1999 U.S. Open – With his wife due to give birth to their first child any day, Mickelson went out and grabbed a share of the lead in the first round, and stayed tied atop the board after 36 holes. Despite being in real contention for the first major of his career, Mickelson and his caddie had a pager that would alert them if Amy were to go into labor. Mickelson maintained that he would leave the course at any moment, and he said his stance never wavered, even during the Sunday showdown with Payne Stewart. If it weren’t for Stewart’s iconic clinching putt on 18 to win, giving Mickelson his first U.S. Open runner-up, they would have played the playoff the following day, which is when Amy ultimately gave birth.
2010 Masters – Wearing a pink ribbon on his cap to raise awareness for breast cancer, Mickelson captured his third Masters title while his wife, Amy, and mother, Mary, were in the midst of battling the disease. Mickelson hadn’t played very well or practiced much leading up to the tournament, but he found his magic at Augusta, and Amy and Mary were there to greet him as he came off the final hole.

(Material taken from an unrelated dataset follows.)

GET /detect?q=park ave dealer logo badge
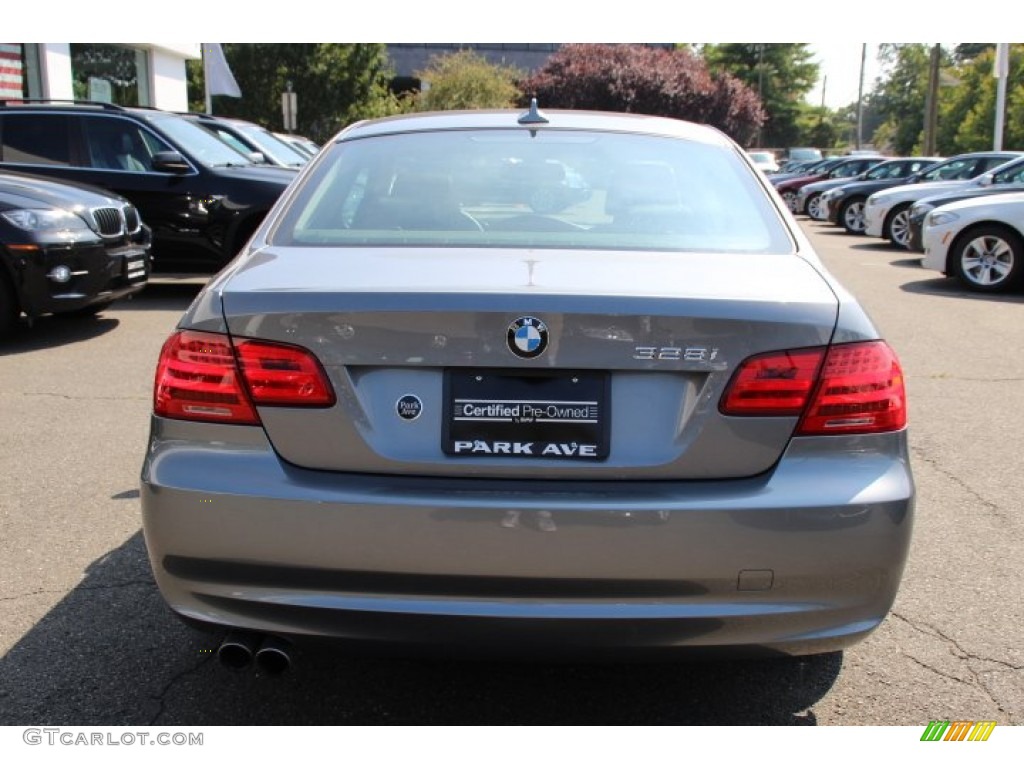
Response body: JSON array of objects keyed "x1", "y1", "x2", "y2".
[{"x1": 508, "y1": 315, "x2": 548, "y2": 359}]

2005 PGA Championship – Mickelson’s chip from thick rough on No. 18 stopped two feet from the hole, giving him a tap-in birdie for a single-stroke victory over Steve Elkington and Thomas Bjorn. Mickelson held or shared the lead each day of the tournament, which carried into Monday due to weather delays. He collected his second career major while also fending off Tiger Woods, who was vying to win his third major of the year but finished T-4, two strokes behind Mickelson.
2006 Masters – After winning the final major of 2005, Mickelson also collected the first one of 2006. And his finish at Augusta actually lacked suspense. He walked onto the 18th tee box with a three-shot lead, and his bogey safely handed him his second green jacket. That was his only bogey of the day, but he topped Tim Clark by two strokes.
2007 Players Championship – For all the big tournaments Mickelson had won by May 2007, the “fifth major” wasn’t one of them. But he finally triumphed at the Players Championship in 2007 by beating Sergio Garcia by two strokes, thus collecting the largest check of his career to this day: $1,620,000. That is the same amount paid out to the two major winners so far in 2014, while the Players dished out a record $1.8 million to its victor last month.
2013 U.S. Open – Mickelson recorded his record sixth runner-up at the U.S. Open last year, when he slept on the 54-hole lead, briefly held it on Sunday, and ultimately described his defeat by saying, “This was my best chance of all them.” But it was quite remarkable that Mickelson found himself with the lead to begin with, because he arrived in the Philadelphia area a mere four hours before his 7:11 a.m. tee time Thursday morning at Merion. He attended his daughter’s eighth-grade graduation in San Diego that Wednesday night. Despite a lack of sleep and no practice on the tournament course in the two days leading up to the event, Mickelson carded an opening-round 67.